We’ve also revamped how the Score looks, particularly the online part of it, so I hope you check it out. There’s some commentary already from Will Wilkinson and Brian Dominick. It’s definitely a moment where people are thinking about this, as columns from Nathan Schneider and Trebor Scholz also came out at the same time making similar arguments about worker cooperatives.
Uber is also in the news because they turned on surge pricing during a terrorist hostage situation in Sydney, Australia. This has gotten people talking about surge pricing. I don’t mind surge pricing, but the moralizing way journalists talk about it is really off-putting. Matt Bruenig has a good response to an example of this by Olivia Nuzzi (“How does the world owe you a private car, priced as you deem acceptable, that didn’t exist five years ago? […] you might consider meandering over to a country with a different economic system”).
To expand on Matt, there’s two reasons why people might want to avoid surge pricing that virtually never get discussed.
One is that people care about fairness. As Arin Dube wrote about the minimum wage, “the economists Colin F. Camerer and Ernst Fehr have documented in numerous experimental studies that the preference for fairness in transactions is strong: individuals are often willing to sacrifice their own payoffs to punish those who are seen as acting unfairly, and such punishments activate reward-related neural circuits.” This is why you see high support for the minimum wage among people who otherwise support right-wing economic ideas, as we just saw in the 2014 elections.

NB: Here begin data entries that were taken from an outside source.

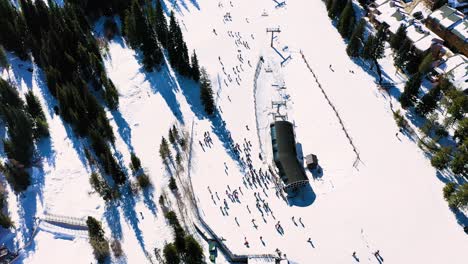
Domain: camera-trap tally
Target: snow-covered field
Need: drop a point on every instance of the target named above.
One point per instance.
(391, 201)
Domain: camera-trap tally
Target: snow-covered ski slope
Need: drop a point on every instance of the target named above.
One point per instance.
(391, 201)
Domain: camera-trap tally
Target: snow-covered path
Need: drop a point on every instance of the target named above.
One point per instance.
(391, 202)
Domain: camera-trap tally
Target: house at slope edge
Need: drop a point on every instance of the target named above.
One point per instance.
(290, 170)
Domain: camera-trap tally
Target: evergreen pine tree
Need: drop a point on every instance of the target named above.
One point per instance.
(402, 55)
(336, 8)
(3, 59)
(164, 151)
(206, 93)
(410, 93)
(161, 24)
(34, 108)
(460, 159)
(347, 20)
(135, 162)
(461, 133)
(170, 254)
(441, 158)
(414, 61)
(428, 102)
(194, 252)
(368, 47)
(195, 68)
(355, 42)
(130, 29)
(397, 39)
(426, 63)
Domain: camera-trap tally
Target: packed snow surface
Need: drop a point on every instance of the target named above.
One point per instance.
(390, 199)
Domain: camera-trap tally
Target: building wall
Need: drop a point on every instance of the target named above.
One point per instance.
(451, 40)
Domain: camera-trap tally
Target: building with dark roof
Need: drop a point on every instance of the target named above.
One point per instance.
(290, 170)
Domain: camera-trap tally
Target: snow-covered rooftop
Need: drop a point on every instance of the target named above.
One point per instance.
(392, 15)
(451, 63)
(461, 30)
(459, 77)
(451, 20)
(426, 42)
(441, 13)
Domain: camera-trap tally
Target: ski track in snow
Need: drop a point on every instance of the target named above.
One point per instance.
(393, 202)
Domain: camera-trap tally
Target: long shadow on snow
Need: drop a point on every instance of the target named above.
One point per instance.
(123, 128)
(148, 200)
(191, 91)
(19, 68)
(163, 83)
(28, 200)
(128, 208)
(28, 208)
(112, 216)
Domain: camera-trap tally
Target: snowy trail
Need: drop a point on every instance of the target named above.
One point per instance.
(393, 203)
(358, 159)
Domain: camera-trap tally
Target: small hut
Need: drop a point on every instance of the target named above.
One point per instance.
(311, 161)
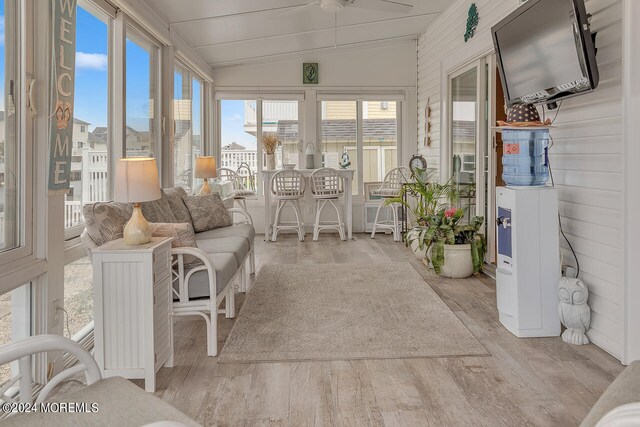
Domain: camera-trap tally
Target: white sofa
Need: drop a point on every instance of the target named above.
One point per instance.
(204, 276)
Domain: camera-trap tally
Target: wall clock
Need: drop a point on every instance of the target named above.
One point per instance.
(310, 73)
(417, 162)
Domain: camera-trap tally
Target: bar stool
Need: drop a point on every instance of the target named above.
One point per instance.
(288, 187)
(390, 188)
(327, 186)
(240, 192)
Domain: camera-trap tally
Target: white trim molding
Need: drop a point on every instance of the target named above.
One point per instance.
(631, 85)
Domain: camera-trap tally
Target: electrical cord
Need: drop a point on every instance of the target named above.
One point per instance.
(553, 184)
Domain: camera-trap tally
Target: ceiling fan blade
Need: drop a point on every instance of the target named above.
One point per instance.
(382, 5)
(297, 9)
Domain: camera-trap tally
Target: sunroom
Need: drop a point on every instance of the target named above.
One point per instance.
(329, 212)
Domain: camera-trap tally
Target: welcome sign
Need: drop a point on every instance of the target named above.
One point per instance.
(63, 77)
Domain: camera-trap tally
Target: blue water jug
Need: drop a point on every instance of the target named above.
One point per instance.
(525, 158)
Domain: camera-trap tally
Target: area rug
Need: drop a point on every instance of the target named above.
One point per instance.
(343, 312)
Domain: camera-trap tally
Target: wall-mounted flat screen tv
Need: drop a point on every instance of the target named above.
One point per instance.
(546, 52)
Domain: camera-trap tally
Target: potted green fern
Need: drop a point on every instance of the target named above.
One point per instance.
(455, 250)
(426, 195)
(439, 237)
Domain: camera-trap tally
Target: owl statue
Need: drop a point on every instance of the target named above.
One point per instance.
(575, 314)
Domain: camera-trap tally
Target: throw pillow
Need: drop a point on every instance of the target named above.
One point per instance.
(182, 233)
(158, 211)
(175, 196)
(105, 221)
(208, 212)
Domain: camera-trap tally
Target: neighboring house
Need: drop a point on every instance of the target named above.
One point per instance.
(234, 155)
(80, 136)
(338, 132)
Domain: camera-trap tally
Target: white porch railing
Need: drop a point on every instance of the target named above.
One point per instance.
(73, 213)
(1, 229)
(95, 183)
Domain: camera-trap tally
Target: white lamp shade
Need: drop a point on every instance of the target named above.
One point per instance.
(205, 167)
(137, 180)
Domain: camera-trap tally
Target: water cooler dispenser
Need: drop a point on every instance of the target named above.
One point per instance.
(528, 264)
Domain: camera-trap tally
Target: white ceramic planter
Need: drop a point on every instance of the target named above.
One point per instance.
(457, 262)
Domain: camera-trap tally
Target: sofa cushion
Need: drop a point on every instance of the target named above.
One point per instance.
(208, 212)
(624, 389)
(238, 246)
(225, 265)
(182, 233)
(105, 221)
(243, 230)
(120, 403)
(158, 211)
(175, 196)
(243, 193)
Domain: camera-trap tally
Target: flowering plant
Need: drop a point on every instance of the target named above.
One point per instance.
(444, 228)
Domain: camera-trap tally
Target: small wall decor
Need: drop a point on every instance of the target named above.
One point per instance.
(346, 162)
(62, 79)
(575, 314)
(427, 123)
(472, 22)
(310, 73)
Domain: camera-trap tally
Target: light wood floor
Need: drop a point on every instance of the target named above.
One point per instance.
(524, 382)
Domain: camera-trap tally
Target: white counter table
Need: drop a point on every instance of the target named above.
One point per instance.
(345, 174)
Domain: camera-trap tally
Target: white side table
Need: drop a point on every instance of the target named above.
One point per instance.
(132, 299)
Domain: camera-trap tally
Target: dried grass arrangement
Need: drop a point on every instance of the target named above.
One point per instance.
(270, 142)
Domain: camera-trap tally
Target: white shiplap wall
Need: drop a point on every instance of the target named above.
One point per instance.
(586, 157)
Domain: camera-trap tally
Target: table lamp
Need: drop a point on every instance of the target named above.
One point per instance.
(136, 182)
(205, 168)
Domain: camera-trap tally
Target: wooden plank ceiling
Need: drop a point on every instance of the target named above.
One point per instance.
(231, 32)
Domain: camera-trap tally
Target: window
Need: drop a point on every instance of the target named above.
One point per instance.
(15, 323)
(142, 95)
(239, 129)
(376, 141)
(281, 118)
(187, 118)
(464, 137)
(379, 140)
(90, 162)
(339, 131)
(12, 153)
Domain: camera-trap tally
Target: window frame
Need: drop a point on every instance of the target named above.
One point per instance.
(362, 115)
(258, 97)
(138, 35)
(189, 74)
(23, 34)
(107, 17)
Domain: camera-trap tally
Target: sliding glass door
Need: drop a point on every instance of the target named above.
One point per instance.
(470, 145)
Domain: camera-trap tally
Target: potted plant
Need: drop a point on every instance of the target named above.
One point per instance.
(439, 238)
(269, 144)
(426, 197)
(455, 250)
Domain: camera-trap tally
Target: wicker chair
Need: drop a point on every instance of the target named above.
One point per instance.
(390, 188)
(288, 187)
(327, 187)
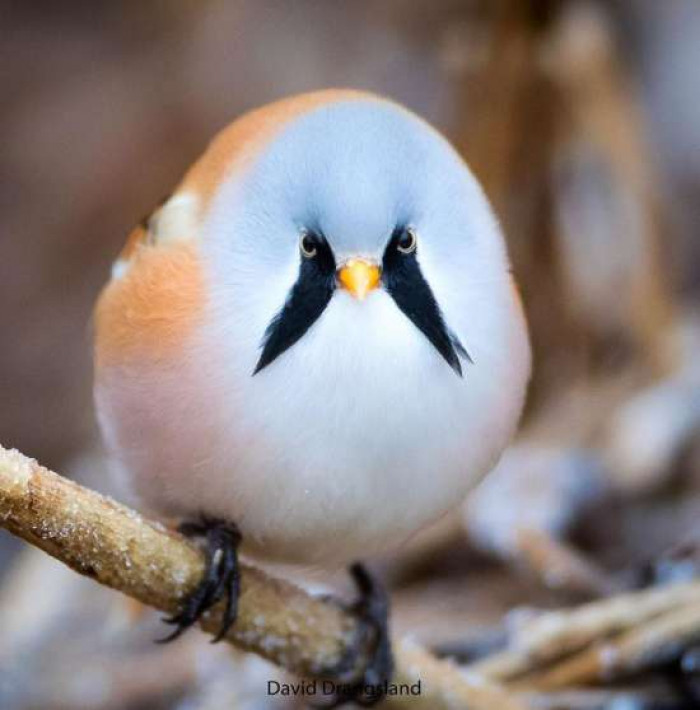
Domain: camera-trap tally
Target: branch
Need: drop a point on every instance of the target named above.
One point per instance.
(109, 542)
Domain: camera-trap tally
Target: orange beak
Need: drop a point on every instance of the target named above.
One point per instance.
(359, 277)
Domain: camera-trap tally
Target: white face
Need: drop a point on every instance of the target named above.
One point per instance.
(365, 401)
(367, 181)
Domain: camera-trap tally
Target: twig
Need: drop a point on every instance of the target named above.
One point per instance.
(651, 644)
(554, 634)
(107, 541)
(560, 566)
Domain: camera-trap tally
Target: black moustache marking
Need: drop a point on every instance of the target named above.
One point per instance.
(405, 283)
(306, 302)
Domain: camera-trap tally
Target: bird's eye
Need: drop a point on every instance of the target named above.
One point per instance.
(408, 241)
(308, 245)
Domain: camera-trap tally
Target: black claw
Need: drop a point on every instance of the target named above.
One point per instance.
(372, 612)
(221, 578)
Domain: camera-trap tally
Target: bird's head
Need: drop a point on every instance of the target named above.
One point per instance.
(351, 206)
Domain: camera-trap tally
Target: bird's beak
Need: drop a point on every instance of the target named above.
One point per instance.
(359, 277)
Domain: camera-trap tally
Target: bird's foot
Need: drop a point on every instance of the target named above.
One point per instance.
(372, 612)
(221, 577)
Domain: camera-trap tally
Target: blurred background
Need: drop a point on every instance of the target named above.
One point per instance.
(582, 121)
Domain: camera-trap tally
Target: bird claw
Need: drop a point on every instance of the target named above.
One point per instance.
(221, 577)
(372, 612)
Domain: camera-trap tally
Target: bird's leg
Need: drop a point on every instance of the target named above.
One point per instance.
(221, 576)
(372, 612)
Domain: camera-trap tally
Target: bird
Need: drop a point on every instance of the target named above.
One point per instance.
(313, 348)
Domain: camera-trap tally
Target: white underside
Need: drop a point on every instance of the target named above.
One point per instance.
(345, 446)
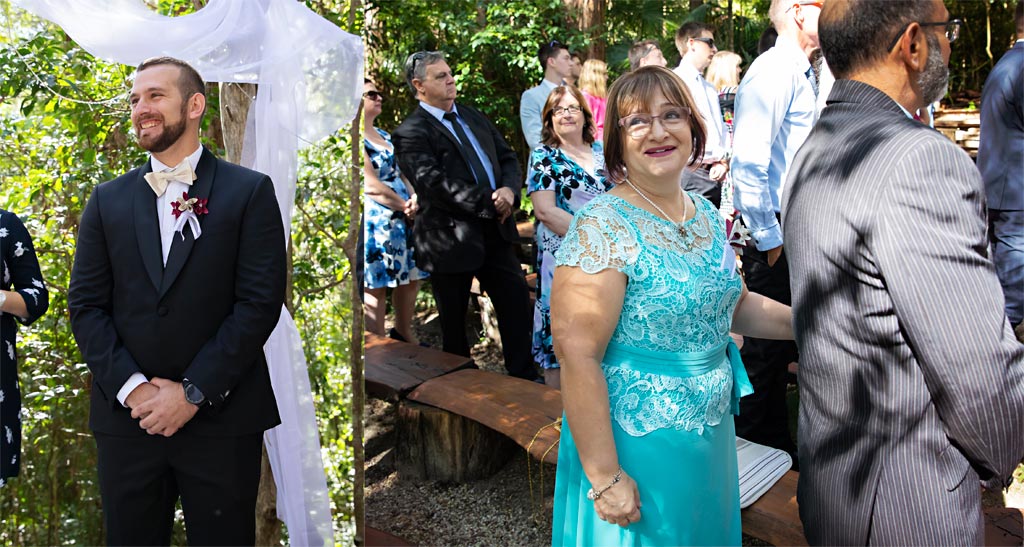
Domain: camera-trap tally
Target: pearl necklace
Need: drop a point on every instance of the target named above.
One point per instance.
(680, 225)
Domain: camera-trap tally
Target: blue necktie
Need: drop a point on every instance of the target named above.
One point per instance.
(467, 150)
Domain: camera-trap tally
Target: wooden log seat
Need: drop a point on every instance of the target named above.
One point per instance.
(393, 369)
(467, 424)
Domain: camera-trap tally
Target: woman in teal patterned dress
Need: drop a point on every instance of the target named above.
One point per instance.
(388, 207)
(565, 172)
(644, 296)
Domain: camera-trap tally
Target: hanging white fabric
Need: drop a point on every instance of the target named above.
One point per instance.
(310, 81)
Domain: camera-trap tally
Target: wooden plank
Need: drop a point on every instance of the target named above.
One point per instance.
(775, 517)
(393, 369)
(524, 411)
(379, 538)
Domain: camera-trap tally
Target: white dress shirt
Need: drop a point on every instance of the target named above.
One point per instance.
(706, 96)
(165, 218)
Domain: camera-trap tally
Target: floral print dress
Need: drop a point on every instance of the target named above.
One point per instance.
(552, 169)
(18, 271)
(388, 248)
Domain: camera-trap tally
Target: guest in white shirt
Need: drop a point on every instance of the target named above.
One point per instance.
(557, 64)
(695, 42)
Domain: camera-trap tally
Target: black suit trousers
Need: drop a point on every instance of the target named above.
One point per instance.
(502, 279)
(141, 477)
(764, 417)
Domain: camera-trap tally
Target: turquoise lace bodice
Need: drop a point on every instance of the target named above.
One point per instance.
(680, 295)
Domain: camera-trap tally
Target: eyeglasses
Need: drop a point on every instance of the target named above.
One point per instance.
(709, 41)
(559, 112)
(952, 28)
(639, 125)
(815, 4)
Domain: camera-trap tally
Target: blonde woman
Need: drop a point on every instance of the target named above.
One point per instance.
(593, 81)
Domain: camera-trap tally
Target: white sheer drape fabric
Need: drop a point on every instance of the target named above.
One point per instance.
(309, 75)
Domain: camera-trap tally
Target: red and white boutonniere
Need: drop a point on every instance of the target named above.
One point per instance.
(186, 211)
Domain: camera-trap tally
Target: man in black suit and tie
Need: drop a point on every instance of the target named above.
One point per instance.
(911, 382)
(467, 179)
(178, 281)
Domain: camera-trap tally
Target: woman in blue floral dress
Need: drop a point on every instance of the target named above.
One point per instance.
(643, 298)
(388, 209)
(23, 299)
(565, 172)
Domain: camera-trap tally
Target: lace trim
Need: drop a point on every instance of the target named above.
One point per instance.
(642, 403)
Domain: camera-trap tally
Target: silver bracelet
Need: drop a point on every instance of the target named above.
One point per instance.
(594, 496)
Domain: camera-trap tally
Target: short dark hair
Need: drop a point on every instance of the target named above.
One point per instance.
(687, 31)
(639, 50)
(548, 50)
(846, 28)
(632, 93)
(416, 66)
(189, 81)
(548, 135)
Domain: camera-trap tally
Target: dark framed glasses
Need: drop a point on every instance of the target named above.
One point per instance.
(952, 29)
(709, 41)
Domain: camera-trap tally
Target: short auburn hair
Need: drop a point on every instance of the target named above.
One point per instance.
(632, 93)
(548, 135)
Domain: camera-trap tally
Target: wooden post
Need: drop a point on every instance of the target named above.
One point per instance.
(235, 101)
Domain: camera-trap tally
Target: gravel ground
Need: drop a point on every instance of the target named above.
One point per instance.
(492, 512)
(498, 511)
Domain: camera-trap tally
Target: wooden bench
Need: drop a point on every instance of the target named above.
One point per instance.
(393, 369)
(467, 424)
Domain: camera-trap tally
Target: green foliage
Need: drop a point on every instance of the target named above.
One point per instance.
(65, 128)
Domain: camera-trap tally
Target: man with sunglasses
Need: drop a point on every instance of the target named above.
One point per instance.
(774, 112)
(468, 181)
(695, 42)
(911, 382)
(557, 64)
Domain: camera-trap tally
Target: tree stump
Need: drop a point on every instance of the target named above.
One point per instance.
(437, 445)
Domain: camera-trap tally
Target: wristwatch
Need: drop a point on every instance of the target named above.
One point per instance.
(193, 392)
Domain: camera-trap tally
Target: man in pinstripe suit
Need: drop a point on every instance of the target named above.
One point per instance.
(911, 382)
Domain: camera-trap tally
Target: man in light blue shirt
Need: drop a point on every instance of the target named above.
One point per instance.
(557, 64)
(774, 112)
(1000, 160)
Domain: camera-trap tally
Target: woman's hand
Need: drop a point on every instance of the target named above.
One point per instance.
(621, 503)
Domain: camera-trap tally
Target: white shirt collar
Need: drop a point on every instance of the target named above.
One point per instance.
(193, 161)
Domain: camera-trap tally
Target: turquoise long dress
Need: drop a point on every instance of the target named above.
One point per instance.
(674, 378)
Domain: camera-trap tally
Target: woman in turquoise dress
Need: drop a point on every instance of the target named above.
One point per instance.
(644, 295)
(388, 208)
(565, 172)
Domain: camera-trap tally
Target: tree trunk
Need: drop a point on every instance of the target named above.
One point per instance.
(235, 101)
(350, 247)
(589, 15)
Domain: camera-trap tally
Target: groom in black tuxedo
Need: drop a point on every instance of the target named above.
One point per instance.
(178, 281)
(467, 181)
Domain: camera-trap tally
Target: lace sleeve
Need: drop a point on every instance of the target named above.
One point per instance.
(599, 238)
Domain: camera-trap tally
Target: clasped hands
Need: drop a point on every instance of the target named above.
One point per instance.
(161, 407)
(504, 199)
(620, 504)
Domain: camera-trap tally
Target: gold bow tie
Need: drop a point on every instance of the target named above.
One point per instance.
(181, 173)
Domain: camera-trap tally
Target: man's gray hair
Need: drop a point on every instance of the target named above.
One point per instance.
(416, 66)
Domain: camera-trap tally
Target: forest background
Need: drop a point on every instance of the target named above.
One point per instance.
(65, 127)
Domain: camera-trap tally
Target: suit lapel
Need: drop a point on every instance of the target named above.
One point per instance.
(181, 248)
(147, 227)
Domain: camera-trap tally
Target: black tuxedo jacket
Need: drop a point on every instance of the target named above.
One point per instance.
(449, 233)
(205, 316)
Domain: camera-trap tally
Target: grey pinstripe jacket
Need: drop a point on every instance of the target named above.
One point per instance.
(911, 383)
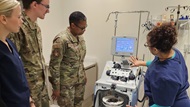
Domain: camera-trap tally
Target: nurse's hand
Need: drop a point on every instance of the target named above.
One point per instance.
(135, 62)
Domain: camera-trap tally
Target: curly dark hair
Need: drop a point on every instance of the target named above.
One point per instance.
(163, 37)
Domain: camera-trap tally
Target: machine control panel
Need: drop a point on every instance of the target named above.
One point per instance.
(115, 72)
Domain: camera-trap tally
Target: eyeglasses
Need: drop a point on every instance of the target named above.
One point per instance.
(146, 45)
(46, 6)
(82, 28)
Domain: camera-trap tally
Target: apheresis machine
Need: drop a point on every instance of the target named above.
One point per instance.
(119, 82)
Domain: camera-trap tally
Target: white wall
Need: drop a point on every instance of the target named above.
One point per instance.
(99, 32)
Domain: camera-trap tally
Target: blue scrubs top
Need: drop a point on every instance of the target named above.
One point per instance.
(14, 89)
(166, 82)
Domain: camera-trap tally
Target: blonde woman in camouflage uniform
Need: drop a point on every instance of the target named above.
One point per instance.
(29, 44)
(66, 63)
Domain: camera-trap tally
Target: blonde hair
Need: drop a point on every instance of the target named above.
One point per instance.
(7, 6)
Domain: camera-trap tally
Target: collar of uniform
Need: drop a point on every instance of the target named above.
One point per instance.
(27, 20)
(71, 36)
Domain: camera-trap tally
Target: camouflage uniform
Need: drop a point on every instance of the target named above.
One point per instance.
(29, 45)
(67, 69)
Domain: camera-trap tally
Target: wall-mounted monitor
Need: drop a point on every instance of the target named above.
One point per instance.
(124, 46)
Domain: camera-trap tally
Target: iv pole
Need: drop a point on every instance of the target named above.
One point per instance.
(116, 19)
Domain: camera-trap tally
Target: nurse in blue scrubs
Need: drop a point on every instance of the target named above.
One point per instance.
(14, 91)
(166, 79)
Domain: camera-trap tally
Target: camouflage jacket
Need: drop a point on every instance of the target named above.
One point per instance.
(28, 42)
(67, 57)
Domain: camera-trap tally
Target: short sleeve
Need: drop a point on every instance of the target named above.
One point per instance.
(164, 91)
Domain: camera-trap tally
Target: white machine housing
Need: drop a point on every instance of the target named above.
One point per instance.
(124, 79)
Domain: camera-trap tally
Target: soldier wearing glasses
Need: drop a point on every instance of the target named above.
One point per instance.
(29, 45)
(66, 63)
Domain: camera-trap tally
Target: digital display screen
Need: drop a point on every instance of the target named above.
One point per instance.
(125, 45)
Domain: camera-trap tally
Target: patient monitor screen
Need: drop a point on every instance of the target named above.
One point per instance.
(124, 46)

People care about fairness; it’s in their utility function if you prefer. It’s a funny economic argument where markets are meant to serve what people want, and producers are meant to meet those needs at the lowest possible cost, but if people want fairness built into the cost model then it’s all sneering all the time. It’s almost as if the moment is about conditioning people to serve market needs, rather than markets to serve people needs. If people demanded a cola beveridge that, say, was less sweet, would we get Daily Beast articles about “how dare you, the world doesn’t owe you a less sweet cola, move to North Korea if you want to see your market demands turn into products.” And there’s a long history of using moral persuasion to try and limit price-gouging – check out Little House on the Prairie.
But the first issue becomes more relevant with a second concern, however, and that’s the increasingly negative view of Uber’s tactics. People don’t have perfect information, and it’s reasonable that they might want to pool the risk that they’ll be targeted for price discrimination. The obvious comparison here was that early moment Amazon turned out to be charging higher prices based on your browsing history, which it promptly shut down after public outcry. (Why don’t you meander over to a different country if you don’t want Amazon data-mining your browser to rip you off?)
Why were people offended? Because in that case the price discimination just transfered the surplus from the customers to the producers – there wasn’t any allocative effect. And the same worry can carry over to surge pricing.
Without perfect information, customers don’t really know if they are getting price surged based on supply-and-demand fundamentals or on their own individual characteristics. Imagine if the algorithm increased the liklihood of price surging based on people’s past willingness to select price surging. Or because a neighborhood is more like to accept price surging. I assume we’d be mad, right? That wouldn’t have an allocative effect – it would just be ripping off those people because the code can tell they’d be willing to pay more.
Are they doing this now, or will they do this in the future? Normally trust is what would help mitigate both these worries, but with stories about “God mode” and their take-no-prisoners approach to everything, trust is in increasingly low supply.